07 SES 01 B, Children and Youth Voices on Inclusion and (In)justice
Evidence suggests that despite a fragmented educational history and exile-related stressors, many refugee children succeed in schools and do well in life (Boyden 2013). These children are not ‘miraculous exceptions’ (cf. Bourdieu 1979), nor are their stories uncommon. Yet, their experiences are often submerged by predominantly deficit based discourses that position the child as a victim of barriers due to trauma, limited literacy and other gaps in education-related skills; and schools as remedial places (Graham, Minhas & Paxton 2016; Major, Wilkinson et al 2013).

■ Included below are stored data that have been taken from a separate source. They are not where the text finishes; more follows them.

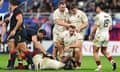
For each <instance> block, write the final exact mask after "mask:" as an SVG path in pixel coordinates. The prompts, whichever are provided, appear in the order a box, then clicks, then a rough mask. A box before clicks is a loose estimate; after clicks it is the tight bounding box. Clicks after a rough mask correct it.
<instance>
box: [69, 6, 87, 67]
mask: <svg viewBox="0 0 120 72" xmlns="http://www.w3.org/2000/svg"><path fill="white" fill-rule="evenodd" d="M70 13H71V14H70V18H69V22H70V24H72V25H74V26H75V27H76V31H77V32H78V33H79V34H80V35H79V36H80V43H79V44H80V48H79V53H80V54H79V57H78V58H79V61H78V66H79V67H80V66H81V62H82V44H83V40H84V29H85V28H86V27H87V26H88V18H87V16H86V14H85V13H84V12H83V11H81V10H79V9H78V7H77V5H76V4H72V5H71V6H70ZM79 67H78V68H79Z"/></svg>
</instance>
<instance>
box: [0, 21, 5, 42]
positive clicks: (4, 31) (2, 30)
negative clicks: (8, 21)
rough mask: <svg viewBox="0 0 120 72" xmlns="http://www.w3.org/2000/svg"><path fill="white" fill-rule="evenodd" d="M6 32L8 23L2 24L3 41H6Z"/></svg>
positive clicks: (2, 38) (1, 39) (2, 39)
mask: <svg viewBox="0 0 120 72" xmlns="http://www.w3.org/2000/svg"><path fill="white" fill-rule="evenodd" d="M5 33H6V23H3V24H2V34H1V42H4V35H5Z"/></svg>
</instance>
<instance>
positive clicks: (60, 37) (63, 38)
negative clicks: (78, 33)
mask: <svg viewBox="0 0 120 72" xmlns="http://www.w3.org/2000/svg"><path fill="white" fill-rule="evenodd" d="M64 36H65V32H63V33H62V34H60V37H59V39H60V40H63V39H64Z"/></svg>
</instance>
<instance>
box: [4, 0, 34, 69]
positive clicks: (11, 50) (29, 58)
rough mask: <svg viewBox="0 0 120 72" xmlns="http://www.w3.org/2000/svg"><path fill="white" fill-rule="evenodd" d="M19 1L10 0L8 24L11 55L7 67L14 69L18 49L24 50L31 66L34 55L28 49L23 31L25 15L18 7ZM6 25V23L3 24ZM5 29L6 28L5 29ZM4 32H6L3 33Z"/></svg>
mask: <svg viewBox="0 0 120 72" xmlns="http://www.w3.org/2000/svg"><path fill="white" fill-rule="evenodd" d="M18 5H19V2H18V1H16V0H10V3H9V9H10V20H9V24H8V25H6V26H7V32H8V38H7V40H8V47H9V48H10V51H9V53H10V57H9V60H8V65H7V69H10V70H11V69H14V63H15V59H16V56H17V50H18V49H20V50H21V51H23V52H24V54H25V55H26V57H27V58H28V63H29V66H31V67H33V61H32V56H31V54H30V52H29V51H28V49H27V47H26V43H25V39H24V37H25V35H24V34H23V33H24V32H23V31H22V30H23V29H24V27H23V15H22V12H21V11H20V9H19V8H18ZM3 26H5V25H3ZM4 30H5V29H4ZM3 34H4V33H3Z"/></svg>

This presentation, being a part of a larger study focusing on refugee children’s educational success, is underpinned by a belief that while certain circumstances and processes can make refugee children vulnerable and struggle in school, the relationship between difficult experiences and consequent problems is correlational rather than causal. Thus, while not overlooking trauma and other major issues arising from the refugee experience, this presentation shifts the research focus away from fixed categories based on marginality (e.g. due to refugee status, vulnerability or assumed trauma) to an appreciation of refugee children’s individual strengths, their ways of navigating the system and the shaping of their dispositions to act in specific ways (habitus).

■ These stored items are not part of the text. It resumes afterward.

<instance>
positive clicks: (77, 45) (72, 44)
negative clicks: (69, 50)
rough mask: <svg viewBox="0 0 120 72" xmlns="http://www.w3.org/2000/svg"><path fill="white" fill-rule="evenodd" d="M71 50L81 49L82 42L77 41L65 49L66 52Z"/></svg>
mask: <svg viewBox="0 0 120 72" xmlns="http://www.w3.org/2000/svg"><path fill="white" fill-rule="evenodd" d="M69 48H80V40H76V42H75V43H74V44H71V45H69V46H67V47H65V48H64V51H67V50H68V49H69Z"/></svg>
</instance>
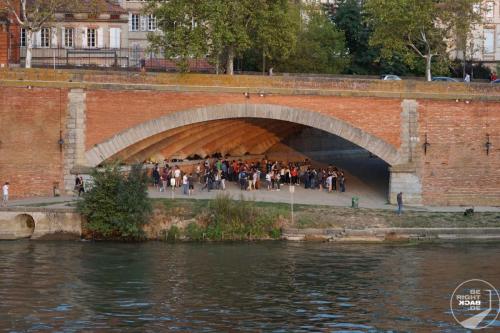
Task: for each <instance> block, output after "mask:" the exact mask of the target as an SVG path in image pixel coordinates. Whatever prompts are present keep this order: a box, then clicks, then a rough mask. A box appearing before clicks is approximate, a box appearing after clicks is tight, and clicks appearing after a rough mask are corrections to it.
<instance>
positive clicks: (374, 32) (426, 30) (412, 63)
mask: <svg viewBox="0 0 500 333" xmlns="http://www.w3.org/2000/svg"><path fill="white" fill-rule="evenodd" d="M474 2H475V1H472V0H440V1H436V0H367V2H366V4H365V10H366V12H367V15H368V23H369V24H370V25H371V26H372V27H373V35H372V37H371V39H370V44H371V45H372V46H381V47H382V49H381V56H382V57H384V58H387V57H390V56H391V55H392V54H393V53H394V52H397V53H400V54H402V55H403V57H404V60H405V62H406V63H407V64H408V65H409V66H414V65H415V64H416V61H417V59H418V58H421V59H424V61H425V76H426V79H427V80H428V81H430V80H431V79H432V64H433V60H434V58H436V57H440V58H441V59H448V51H449V44H447V42H448V43H449V42H450V41H452V36H453V33H454V32H457V30H456V29H457V27H458V25H457V24H458V23H459V21H458V20H457V17H460V19H462V20H464V22H462V23H460V25H462V24H463V25H465V26H470V25H471V24H472V23H471V22H472V21H471V20H472V18H474V17H475V15H473V11H474V8H473V5H472V4H473V3H474ZM457 4H459V6H457ZM459 11H461V13H459Z"/></svg>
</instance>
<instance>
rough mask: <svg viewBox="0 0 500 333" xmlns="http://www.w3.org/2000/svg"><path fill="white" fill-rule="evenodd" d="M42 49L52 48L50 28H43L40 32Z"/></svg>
mask: <svg viewBox="0 0 500 333" xmlns="http://www.w3.org/2000/svg"><path fill="white" fill-rule="evenodd" d="M40 47H50V29H49V28H42V30H40Z"/></svg>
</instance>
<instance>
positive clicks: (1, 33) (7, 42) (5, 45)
mask: <svg viewBox="0 0 500 333" xmlns="http://www.w3.org/2000/svg"><path fill="white" fill-rule="evenodd" d="M8 36H9V33H8V32H7V31H3V30H2V26H1V25H0V67H2V66H3V67H6V66H7V64H8V63H9V52H8V48H9V39H8Z"/></svg>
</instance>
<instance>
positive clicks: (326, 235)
mask: <svg viewBox="0 0 500 333" xmlns="http://www.w3.org/2000/svg"><path fill="white" fill-rule="evenodd" d="M82 222H83V220H82V217H81V216H80V215H79V214H78V213H76V212H75V210H74V209H72V208H30V207H13V208H4V209H1V210H0V240H15V239H23V238H29V239H34V240H68V239H75V240H77V239H80V238H81V237H82ZM177 222H179V221H177ZM180 222H182V221H180ZM175 224H176V225H179V226H180V225H181V224H182V223H175ZM281 239H283V240H288V241H330V242H351V243H356V242H363V243H383V242H385V243H387V242H428V241H456V240H460V241H500V228H494V227H482V228H481V227H471V228H444V227H443V228H439V227H436V228H422V227H420V228H418V227H416V228H404V227H402V228H396V227H366V228H358V229H354V228H353V229H349V228H289V227H286V228H283V230H282V237H281Z"/></svg>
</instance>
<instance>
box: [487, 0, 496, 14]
mask: <svg viewBox="0 0 500 333" xmlns="http://www.w3.org/2000/svg"><path fill="white" fill-rule="evenodd" d="M494 15H495V3H494V2H488V3H487V4H486V17H487V18H493V16H494Z"/></svg>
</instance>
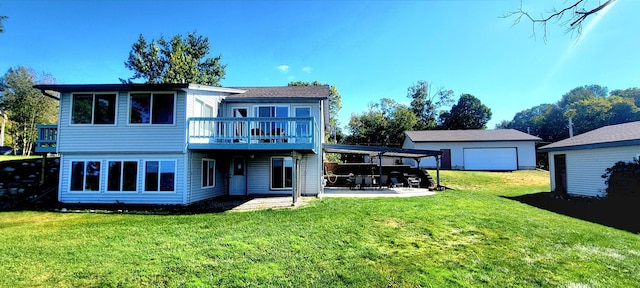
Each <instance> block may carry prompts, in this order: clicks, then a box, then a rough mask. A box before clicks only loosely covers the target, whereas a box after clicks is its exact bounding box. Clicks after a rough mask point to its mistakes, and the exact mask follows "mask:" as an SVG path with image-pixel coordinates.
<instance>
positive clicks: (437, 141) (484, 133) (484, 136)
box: [406, 129, 542, 142]
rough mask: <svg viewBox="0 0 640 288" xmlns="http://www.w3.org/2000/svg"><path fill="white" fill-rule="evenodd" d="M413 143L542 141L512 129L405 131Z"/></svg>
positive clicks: (532, 136) (525, 133)
mask: <svg viewBox="0 0 640 288" xmlns="http://www.w3.org/2000/svg"><path fill="white" fill-rule="evenodd" d="M406 134H407V137H409V138H410V139H411V141H413V142H496V141H541V140H542V139H540V138H538V137H536V136H532V135H529V134H527V133H524V132H520V131H518V130H514V129H496V130H423V131H407V132H406Z"/></svg>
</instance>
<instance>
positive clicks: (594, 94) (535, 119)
mask: <svg viewBox="0 0 640 288" xmlns="http://www.w3.org/2000/svg"><path fill="white" fill-rule="evenodd" d="M638 96H640V89H637V88H628V89H624V90H613V91H612V92H611V95H609V96H608V89H607V87H603V86H600V85H585V86H581V87H576V88H574V89H571V91H569V92H567V93H565V94H564V95H562V97H561V99H560V100H559V101H558V102H557V103H556V104H542V105H538V106H535V107H533V108H531V109H526V110H523V111H521V112H518V113H516V115H515V116H514V117H513V120H512V121H509V122H508V123H507V124H505V123H502V124H501V127H503V128H512V129H517V130H520V131H523V132H529V133H530V134H532V135H536V136H538V137H540V138H542V140H543V141H544V142H555V141H559V140H562V139H565V138H567V137H569V133H568V127H569V123H568V118H569V117H571V118H572V122H573V128H574V129H573V130H574V134H581V133H584V132H587V131H590V130H593V129H596V128H600V127H602V126H606V125H613V124H620V123H626V122H631V121H638V120H640V108H638V106H637V105H636V103H637V100H638V98H640V97H638Z"/></svg>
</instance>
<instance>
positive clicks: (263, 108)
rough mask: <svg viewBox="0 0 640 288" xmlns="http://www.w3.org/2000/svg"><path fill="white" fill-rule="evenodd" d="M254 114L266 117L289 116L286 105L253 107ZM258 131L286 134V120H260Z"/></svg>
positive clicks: (258, 127)
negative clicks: (278, 105)
mask: <svg viewBox="0 0 640 288" xmlns="http://www.w3.org/2000/svg"><path fill="white" fill-rule="evenodd" d="M253 112H254V115H256V116H257V117H266V118H276V117H277V118H283V117H289V107H288V106H257V107H255V108H254V111H253ZM258 128H259V129H260V133H263V134H264V135H287V134H288V133H287V132H288V130H289V129H287V121H260V123H259V127H258Z"/></svg>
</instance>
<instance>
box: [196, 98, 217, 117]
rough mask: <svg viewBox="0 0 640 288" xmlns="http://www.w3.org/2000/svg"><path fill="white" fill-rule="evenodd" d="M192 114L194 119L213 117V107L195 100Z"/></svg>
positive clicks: (203, 102) (198, 99) (198, 100)
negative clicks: (193, 115) (207, 117)
mask: <svg viewBox="0 0 640 288" xmlns="http://www.w3.org/2000/svg"><path fill="white" fill-rule="evenodd" d="M193 112H194V113H195V116H196V117H213V107H211V106H209V105H207V104H205V103H204V102H203V101H201V100H199V99H196V103H195V106H194V107H193Z"/></svg>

The theoretical framework of this study derives from the theory of practice architectures (Kemmis et al 2014) and Bourdieu’s (1990) concept of habitus. The theory of practice architectures conjoins the individual and the societal approaches, thus providing an elaborate understanding of the ways in which the child’s experiences of success and the site-specific educational practices are nested with one another: how the everyday reality of refugee students is composed in socio-material realities of schools and, especially, shaped by the arrangements among which the practices are enacted (Schatzki 2002). Exploring the cultural-discursive, material-economic and social-political arrangements that hold educational practices in place (Kemmis et al 2014) helps to understand the ways in which refugee children form their habitus, or set of dispositions, that enable them to operate in a field (Bourdieu 1990). This presentation elaborates the refugee children’s navigation within the practices of their learning sites.i.e., their ways of understanding, thinking and speaking (sayings), their ways of acting (doings), and their ways of relating to each other (relatings) in the shared landscapes.
Bourdieu, P. (1979). The inheritors: French students and their relation to culture. Chicago: University of Chicago Press. Bourdieu, P. (1990) The Logic of Practice. USA: Stanford University Press. Boyden, J. (2013). "We're not going to suffer like this in the mud": Educational aspirations, social mobility and independent Cahill, C. (2007). Participatory data analysis. In S. Kindon, R. Pain & M. Kesby (Eds.), Participatory action research approaches and methods: Connecting people, participation and place. London: Routledge, 181-187 Graham, H., Minhas, R., & Paxton, G. (2016). Learning problems in children of refugee background: A systematic review. Pediatrics 137(6), 1-15. Kemmis, S., Wilkinson, J., Edwards-Groves, C., Hardy, I., Grootenboer, P., & Bristol, L. (2014). Changing practices, changing education. Singapore: Springer. Major, J., Wilkinson, J., Langat, K., & Santoro, N. (2013). Sudanese young people of refugee background in rural and regional Australia: Social capital and education success. Australian and International Journal of Rural Education, 23(3), 95-105. Schatzki, T. R. (2002). The site of the social: A philosophical account of the constitution of social life and change. Univer-sity Park: Pennsylvania.